Negotiators for President Reagan and Democratic presidential nominee Walter F. Mondale neared agreement yesterday on televised debates between the presidential candidates and between their running mates.
White House chief of staff James A. Baker III said that more than one hour of discussion with Mondale campaign chairman James A. Johnson led to "some pretty good progress" on a package of agreements.
Another White House official said the package was "almost certain" to include two debates between Reagan and Mondale and one between Vice President Bush and Geraldine A. Ferraro.
However, Baker and Johnson said the two sides still had some differences, on which they declined to elaborate. The two sides have been at odds over the debates' timing, format and length.
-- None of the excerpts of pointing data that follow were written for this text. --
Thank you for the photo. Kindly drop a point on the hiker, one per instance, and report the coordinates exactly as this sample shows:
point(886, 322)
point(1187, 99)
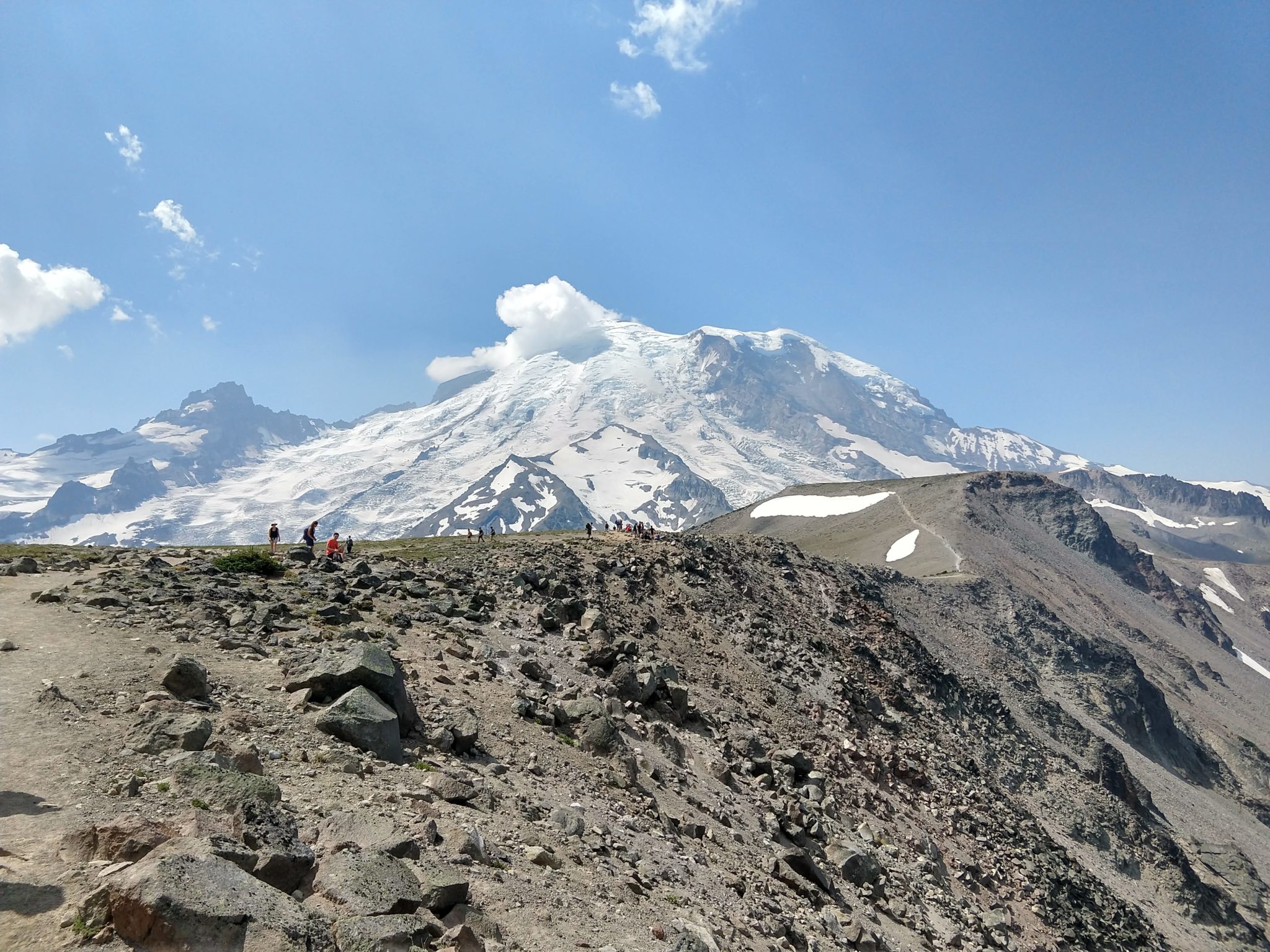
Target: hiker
point(310, 537)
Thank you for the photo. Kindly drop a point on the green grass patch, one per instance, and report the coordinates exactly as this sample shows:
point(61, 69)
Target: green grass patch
point(249, 563)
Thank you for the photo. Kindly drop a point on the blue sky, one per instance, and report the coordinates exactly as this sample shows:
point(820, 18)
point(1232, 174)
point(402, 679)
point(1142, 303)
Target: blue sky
point(1052, 218)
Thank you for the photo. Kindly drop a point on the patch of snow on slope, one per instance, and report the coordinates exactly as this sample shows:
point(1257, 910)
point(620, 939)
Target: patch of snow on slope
point(1251, 664)
point(1214, 599)
point(900, 464)
point(1151, 517)
point(904, 547)
point(1219, 578)
point(815, 507)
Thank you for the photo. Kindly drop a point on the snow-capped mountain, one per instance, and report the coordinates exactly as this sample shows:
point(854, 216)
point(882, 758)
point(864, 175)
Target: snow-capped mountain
point(577, 415)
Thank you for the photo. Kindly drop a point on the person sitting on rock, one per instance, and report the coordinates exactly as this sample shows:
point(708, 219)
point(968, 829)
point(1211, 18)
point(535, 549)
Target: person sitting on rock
point(333, 549)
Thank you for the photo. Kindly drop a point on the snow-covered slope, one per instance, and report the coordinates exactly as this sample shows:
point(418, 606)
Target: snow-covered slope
point(633, 421)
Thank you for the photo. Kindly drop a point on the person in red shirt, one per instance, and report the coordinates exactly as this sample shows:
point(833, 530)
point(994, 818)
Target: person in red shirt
point(333, 547)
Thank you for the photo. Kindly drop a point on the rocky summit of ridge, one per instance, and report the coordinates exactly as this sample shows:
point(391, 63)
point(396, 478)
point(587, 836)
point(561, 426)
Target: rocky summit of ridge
point(670, 430)
point(711, 742)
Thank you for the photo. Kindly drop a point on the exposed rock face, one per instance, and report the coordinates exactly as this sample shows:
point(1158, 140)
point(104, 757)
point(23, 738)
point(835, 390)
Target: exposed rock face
point(366, 723)
point(703, 743)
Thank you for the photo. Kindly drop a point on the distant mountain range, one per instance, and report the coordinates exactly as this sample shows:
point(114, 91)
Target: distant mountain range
point(638, 426)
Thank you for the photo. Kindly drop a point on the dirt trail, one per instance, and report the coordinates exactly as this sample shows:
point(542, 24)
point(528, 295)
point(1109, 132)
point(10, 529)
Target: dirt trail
point(47, 749)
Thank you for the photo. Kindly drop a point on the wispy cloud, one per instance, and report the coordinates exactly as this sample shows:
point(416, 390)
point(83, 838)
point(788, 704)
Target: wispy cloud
point(676, 29)
point(130, 146)
point(172, 218)
point(33, 296)
point(639, 99)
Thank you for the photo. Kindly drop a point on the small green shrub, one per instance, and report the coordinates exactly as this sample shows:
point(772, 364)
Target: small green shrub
point(249, 563)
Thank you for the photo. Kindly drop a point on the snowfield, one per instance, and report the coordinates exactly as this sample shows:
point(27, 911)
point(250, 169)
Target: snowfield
point(904, 547)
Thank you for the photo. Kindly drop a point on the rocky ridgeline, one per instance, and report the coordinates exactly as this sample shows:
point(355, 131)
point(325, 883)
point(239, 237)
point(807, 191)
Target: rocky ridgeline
point(567, 744)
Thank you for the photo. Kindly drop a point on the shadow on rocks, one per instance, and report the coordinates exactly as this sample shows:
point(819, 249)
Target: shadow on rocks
point(30, 899)
point(16, 801)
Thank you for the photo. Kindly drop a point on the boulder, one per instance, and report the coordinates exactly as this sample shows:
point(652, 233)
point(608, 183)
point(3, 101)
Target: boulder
point(856, 865)
point(210, 778)
point(385, 933)
point(183, 896)
point(282, 860)
point(441, 886)
point(368, 884)
point(156, 731)
point(448, 788)
point(366, 723)
point(465, 729)
point(24, 565)
point(367, 832)
point(591, 724)
point(362, 666)
point(186, 678)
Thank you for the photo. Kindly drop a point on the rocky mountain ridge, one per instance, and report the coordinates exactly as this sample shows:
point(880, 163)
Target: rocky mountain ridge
point(718, 742)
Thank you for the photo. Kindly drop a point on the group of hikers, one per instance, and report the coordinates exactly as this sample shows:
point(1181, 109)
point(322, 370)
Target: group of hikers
point(335, 549)
point(639, 530)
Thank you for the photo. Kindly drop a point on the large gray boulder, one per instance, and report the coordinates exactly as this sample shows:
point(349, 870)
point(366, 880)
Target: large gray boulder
point(368, 884)
point(385, 933)
point(156, 731)
point(186, 678)
point(182, 896)
point(366, 723)
point(367, 832)
point(362, 666)
point(282, 860)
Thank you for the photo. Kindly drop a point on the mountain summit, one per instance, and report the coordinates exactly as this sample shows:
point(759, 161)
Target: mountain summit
point(577, 415)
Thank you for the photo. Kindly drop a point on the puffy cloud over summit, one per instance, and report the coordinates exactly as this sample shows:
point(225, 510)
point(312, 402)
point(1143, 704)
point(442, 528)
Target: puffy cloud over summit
point(549, 318)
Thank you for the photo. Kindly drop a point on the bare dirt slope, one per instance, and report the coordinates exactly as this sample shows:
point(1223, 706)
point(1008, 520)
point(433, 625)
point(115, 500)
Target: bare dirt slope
point(550, 743)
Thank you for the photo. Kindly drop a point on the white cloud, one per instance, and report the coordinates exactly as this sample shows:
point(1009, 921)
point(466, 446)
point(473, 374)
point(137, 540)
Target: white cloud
point(678, 27)
point(551, 316)
point(172, 218)
point(639, 99)
point(130, 146)
point(35, 298)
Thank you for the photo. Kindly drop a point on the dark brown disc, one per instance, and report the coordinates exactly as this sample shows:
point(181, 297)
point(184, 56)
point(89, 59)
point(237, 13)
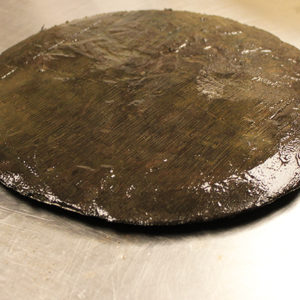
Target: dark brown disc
point(151, 117)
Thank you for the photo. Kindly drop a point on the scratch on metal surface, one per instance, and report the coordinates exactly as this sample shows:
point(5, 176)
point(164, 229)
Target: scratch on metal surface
point(23, 213)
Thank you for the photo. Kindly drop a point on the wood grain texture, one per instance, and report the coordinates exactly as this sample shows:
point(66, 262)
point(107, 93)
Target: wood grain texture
point(154, 117)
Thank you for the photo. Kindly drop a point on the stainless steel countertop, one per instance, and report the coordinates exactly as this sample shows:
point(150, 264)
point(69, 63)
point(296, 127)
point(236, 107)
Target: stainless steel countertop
point(46, 253)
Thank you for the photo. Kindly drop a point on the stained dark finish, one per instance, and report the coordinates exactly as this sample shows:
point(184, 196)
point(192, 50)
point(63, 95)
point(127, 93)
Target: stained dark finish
point(151, 117)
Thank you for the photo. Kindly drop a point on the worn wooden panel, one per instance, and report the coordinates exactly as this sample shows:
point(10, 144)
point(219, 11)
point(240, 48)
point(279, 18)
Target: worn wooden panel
point(153, 117)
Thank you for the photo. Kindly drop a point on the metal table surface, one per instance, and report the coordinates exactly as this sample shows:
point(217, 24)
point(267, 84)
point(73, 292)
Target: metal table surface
point(46, 253)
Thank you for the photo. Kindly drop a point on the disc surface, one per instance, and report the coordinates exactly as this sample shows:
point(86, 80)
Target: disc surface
point(151, 117)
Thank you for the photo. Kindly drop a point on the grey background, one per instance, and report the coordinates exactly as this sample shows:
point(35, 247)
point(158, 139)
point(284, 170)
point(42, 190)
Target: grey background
point(46, 253)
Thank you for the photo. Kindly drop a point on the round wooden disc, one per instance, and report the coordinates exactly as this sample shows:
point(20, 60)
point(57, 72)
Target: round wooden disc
point(151, 117)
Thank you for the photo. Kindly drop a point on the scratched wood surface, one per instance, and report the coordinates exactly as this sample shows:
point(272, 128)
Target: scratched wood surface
point(48, 255)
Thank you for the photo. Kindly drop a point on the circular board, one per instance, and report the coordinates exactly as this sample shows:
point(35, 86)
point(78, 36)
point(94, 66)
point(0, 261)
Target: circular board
point(151, 117)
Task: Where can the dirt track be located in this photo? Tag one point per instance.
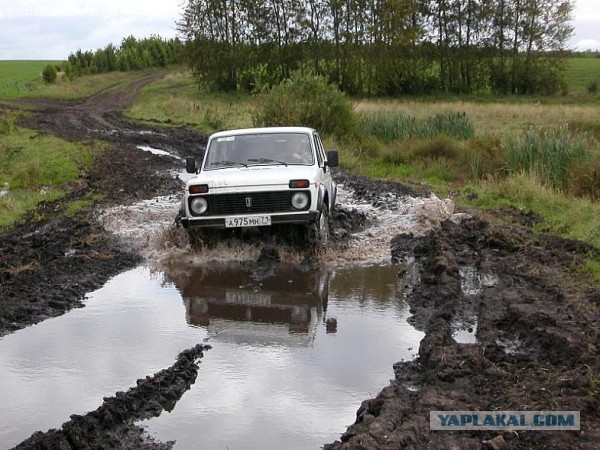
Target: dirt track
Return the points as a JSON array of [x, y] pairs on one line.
[[536, 327]]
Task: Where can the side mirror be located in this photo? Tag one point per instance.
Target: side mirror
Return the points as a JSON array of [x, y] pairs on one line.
[[190, 165], [332, 158]]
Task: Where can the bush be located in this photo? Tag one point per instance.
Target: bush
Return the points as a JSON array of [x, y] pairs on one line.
[[394, 126], [547, 155], [49, 73], [307, 100], [483, 156], [438, 148]]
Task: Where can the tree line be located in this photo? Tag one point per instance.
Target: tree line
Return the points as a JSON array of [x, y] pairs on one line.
[[132, 54], [381, 47]]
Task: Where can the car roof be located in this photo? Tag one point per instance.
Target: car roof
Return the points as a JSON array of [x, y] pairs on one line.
[[265, 130]]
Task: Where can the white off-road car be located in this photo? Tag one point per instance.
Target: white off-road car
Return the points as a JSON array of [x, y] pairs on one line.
[[259, 177]]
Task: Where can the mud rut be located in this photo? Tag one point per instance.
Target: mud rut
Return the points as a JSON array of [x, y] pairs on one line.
[[533, 329]]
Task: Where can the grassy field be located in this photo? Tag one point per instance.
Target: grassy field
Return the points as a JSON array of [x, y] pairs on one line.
[[581, 72], [23, 79], [28, 175], [479, 169], [17, 78], [483, 169], [177, 99]]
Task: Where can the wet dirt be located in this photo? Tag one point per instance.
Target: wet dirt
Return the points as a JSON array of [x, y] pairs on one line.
[[531, 322]]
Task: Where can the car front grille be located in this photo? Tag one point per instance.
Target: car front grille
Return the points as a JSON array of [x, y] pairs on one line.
[[260, 203]]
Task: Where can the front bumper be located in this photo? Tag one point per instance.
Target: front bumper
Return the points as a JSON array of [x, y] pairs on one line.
[[219, 222]]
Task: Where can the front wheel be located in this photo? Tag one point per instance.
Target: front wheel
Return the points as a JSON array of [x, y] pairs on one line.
[[318, 232]]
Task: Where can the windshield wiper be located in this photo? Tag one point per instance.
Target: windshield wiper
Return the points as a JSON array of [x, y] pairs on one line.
[[266, 160], [227, 163]]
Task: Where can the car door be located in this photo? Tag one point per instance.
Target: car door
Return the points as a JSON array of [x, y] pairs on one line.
[[325, 172]]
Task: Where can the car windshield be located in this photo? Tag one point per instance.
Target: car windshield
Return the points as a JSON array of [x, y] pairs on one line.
[[259, 149]]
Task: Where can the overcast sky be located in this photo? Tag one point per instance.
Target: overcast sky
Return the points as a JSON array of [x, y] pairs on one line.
[[52, 29]]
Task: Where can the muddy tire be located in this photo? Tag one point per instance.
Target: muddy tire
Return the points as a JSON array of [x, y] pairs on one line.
[[318, 232]]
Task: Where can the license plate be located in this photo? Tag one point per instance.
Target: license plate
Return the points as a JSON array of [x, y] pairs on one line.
[[252, 221], [247, 298]]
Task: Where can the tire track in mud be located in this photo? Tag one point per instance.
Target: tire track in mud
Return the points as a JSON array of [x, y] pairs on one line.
[[531, 319], [535, 341]]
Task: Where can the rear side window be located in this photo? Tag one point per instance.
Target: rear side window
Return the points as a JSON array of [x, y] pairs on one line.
[[320, 150]]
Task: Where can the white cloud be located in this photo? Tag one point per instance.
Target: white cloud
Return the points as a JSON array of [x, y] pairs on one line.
[[54, 29], [32, 29], [588, 44]]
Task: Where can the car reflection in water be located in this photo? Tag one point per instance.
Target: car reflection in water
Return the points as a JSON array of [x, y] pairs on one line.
[[284, 308]]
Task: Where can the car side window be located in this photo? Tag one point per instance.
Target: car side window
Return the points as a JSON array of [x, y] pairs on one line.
[[320, 151]]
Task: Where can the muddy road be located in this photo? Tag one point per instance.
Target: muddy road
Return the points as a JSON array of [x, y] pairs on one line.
[[501, 319]]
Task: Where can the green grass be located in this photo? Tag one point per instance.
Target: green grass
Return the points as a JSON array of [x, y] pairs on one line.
[[19, 79], [176, 100], [36, 168], [581, 72]]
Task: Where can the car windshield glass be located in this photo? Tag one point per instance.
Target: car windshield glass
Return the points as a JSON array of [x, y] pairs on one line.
[[259, 149]]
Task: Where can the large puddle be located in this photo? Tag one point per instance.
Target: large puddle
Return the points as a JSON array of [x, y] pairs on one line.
[[294, 353]]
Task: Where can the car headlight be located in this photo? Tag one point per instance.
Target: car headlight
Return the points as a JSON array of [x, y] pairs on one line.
[[300, 200], [199, 205]]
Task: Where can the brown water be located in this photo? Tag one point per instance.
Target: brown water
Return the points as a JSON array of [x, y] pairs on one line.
[[294, 353]]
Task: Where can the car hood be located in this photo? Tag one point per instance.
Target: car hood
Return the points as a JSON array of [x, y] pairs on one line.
[[241, 177]]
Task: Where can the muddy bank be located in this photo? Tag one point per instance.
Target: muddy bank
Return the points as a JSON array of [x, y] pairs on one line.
[[111, 425], [536, 345], [50, 260]]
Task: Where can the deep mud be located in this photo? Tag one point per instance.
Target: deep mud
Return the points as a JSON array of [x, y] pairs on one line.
[[536, 340], [112, 424], [49, 261], [534, 326]]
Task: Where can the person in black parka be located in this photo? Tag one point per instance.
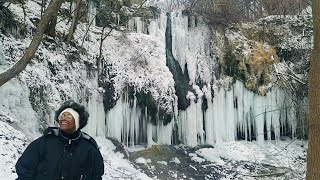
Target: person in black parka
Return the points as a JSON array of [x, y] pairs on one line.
[[64, 152]]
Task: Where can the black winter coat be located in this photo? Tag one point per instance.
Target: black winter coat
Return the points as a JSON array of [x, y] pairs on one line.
[[54, 156]]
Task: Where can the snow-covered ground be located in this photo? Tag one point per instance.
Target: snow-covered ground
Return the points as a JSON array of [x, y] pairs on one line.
[[289, 156], [286, 156]]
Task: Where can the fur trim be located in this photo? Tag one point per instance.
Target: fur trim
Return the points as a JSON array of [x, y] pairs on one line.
[[83, 114]]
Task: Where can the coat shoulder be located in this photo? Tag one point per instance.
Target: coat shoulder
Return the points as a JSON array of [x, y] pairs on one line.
[[51, 131], [90, 139]]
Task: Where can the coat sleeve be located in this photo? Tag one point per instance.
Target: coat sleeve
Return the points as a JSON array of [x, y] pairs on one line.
[[98, 169], [27, 164]]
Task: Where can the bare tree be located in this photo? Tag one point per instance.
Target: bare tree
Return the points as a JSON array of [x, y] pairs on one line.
[[313, 161], [74, 22], [29, 53]]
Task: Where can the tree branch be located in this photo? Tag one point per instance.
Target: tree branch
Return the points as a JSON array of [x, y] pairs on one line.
[[28, 55]]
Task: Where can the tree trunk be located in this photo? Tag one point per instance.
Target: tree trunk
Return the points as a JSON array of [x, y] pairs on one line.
[[74, 22], [313, 161], [29, 53], [51, 28]]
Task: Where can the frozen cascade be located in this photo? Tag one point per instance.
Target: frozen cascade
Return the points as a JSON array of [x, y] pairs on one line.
[[128, 124], [191, 46], [92, 13], [231, 114], [236, 111]]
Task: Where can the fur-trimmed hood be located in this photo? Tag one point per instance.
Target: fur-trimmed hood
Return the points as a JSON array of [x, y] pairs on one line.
[[83, 114]]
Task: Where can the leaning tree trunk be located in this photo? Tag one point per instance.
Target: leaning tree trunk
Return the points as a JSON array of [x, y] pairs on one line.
[[313, 161], [29, 53], [74, 22]]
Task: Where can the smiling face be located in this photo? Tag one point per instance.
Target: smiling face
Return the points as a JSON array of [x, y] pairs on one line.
[[67, 123]]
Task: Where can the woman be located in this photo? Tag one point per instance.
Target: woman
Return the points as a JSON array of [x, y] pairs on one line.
[[64, 152]]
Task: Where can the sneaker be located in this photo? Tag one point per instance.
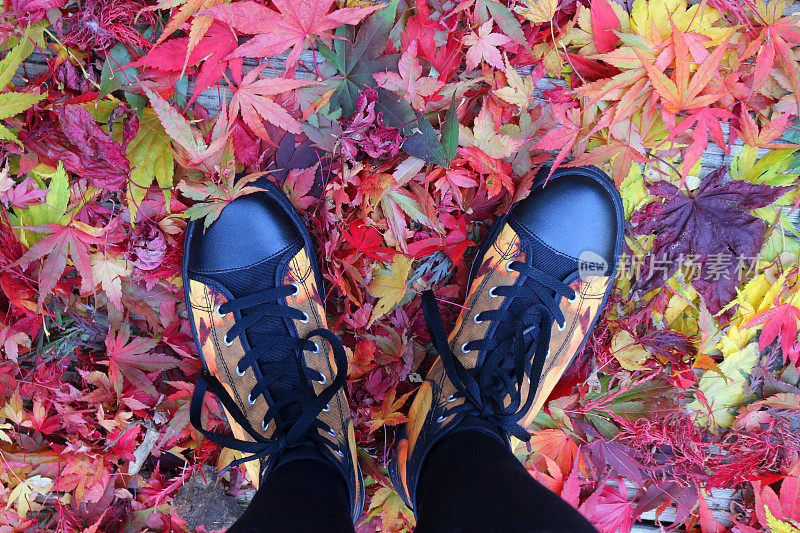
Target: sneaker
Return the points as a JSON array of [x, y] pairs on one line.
[[536, 288], [259, 324]]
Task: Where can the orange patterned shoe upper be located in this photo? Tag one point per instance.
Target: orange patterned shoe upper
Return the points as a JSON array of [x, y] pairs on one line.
[[260, 327], [535, 291]]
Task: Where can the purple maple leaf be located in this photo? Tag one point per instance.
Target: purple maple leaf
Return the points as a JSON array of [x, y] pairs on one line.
[[713, 223]]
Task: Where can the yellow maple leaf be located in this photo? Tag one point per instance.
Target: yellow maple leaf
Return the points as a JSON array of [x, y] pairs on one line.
[[628, 352], [538, 11], [725, 392], [779, 526], [389, 287], [486, 136], [150, 154], [519, 90], [652, 20]]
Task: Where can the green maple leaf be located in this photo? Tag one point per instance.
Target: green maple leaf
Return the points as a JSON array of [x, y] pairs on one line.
[[357, 59]]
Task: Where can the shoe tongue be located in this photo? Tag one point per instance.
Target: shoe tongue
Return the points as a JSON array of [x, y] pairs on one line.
[[546, 260], [255, 279]]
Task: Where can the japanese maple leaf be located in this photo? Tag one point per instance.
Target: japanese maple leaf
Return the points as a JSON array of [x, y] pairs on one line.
[[409, 82], [703, 122], [609, 510], [604, 22], [485, 136], [779, 320], [684, 91], [368, 241], [749, 132], [295, 25], [63, 242], [131, 358], [213, 196], [563, 137], [211, 49], [422, 28], [252, 100], [712, 221], [297, 187], [483, 46], [84, 147], [388, 414]]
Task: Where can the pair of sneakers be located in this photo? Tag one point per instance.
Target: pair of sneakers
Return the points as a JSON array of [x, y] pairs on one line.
[[253, 289]]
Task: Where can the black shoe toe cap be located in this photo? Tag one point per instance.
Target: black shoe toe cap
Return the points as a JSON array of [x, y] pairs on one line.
[[249, 230], [574, 212]]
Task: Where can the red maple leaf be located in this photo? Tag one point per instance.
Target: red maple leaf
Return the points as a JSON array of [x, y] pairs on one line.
[[252, 100], [295, 25], [216, 44], [61, 243], [131, 358], [703, 122], [604, 22], [779, 320]]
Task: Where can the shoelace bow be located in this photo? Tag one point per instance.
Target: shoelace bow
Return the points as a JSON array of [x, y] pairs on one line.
[[288, 433], [508, 360]]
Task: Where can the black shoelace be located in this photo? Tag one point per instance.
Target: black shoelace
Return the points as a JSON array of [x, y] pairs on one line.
[[509, 358], [296, 417]]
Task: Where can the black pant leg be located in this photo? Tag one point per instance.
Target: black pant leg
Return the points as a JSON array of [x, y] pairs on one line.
[[301, 496], [470, 482]]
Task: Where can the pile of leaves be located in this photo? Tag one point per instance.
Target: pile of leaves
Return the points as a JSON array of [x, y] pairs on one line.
[[400, 130]]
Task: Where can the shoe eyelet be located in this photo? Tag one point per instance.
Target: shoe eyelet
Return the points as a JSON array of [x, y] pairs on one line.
[[574, 299]]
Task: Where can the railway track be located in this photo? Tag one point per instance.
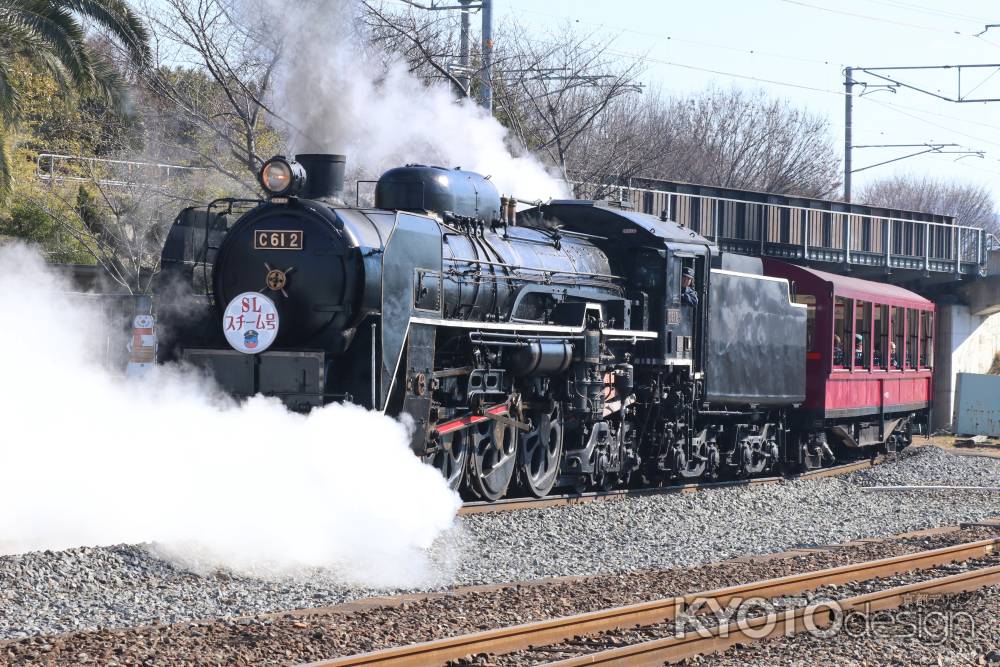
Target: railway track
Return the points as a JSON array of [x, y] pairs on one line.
[[539, 635], [510, 504]]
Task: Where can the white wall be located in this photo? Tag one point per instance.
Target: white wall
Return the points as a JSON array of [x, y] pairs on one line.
[[966, 343]]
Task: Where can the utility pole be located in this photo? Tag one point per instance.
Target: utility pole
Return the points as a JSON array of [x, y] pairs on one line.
[[486, 74], [486, 71], [463, 48], [890, 78], [848, 121]]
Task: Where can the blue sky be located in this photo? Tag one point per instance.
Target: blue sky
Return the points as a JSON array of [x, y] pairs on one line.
[[797, 50]]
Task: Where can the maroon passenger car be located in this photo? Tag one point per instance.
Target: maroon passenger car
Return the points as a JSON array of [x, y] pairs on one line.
[[869, 357]]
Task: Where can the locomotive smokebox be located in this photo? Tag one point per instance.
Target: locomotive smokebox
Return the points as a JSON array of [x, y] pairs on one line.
[[324, 175]]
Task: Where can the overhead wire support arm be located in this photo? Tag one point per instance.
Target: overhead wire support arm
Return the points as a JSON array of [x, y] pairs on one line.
[[959, 97], [435, 8], [928, 148]]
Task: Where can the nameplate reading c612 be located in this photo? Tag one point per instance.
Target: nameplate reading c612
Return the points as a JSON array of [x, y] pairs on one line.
[[270, 239]]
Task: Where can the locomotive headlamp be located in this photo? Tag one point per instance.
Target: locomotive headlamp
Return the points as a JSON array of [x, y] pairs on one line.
[[279, 176]]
Baker said negotiators "closed the gap" on the differences and "made common ground" in some areas but had not completed a package and would not announce a "piecemeal" agreement.
"We made some good progress," Baker said. "We've going to meet together later in the week and talk by telephone in the meantime and see if we can't close this thing up."
Johnson said, "I think we did make a little progress today."
Yesterday's meeting was the sixth since Aug. 31.
Political operatives for both sides have said the imperatives of the campaign are driving negotiations toward an early agreement.
Reagan's campaign would like to have the debates early so the president can return to his campaign themes.
Mondale is far behind in many polls, and his managers are hoping that an early debate will energize his campaign.
Mondale's strategists would like a format in which the candidates confront each other. Reagan's aides prefer questioning by a panel of reporters.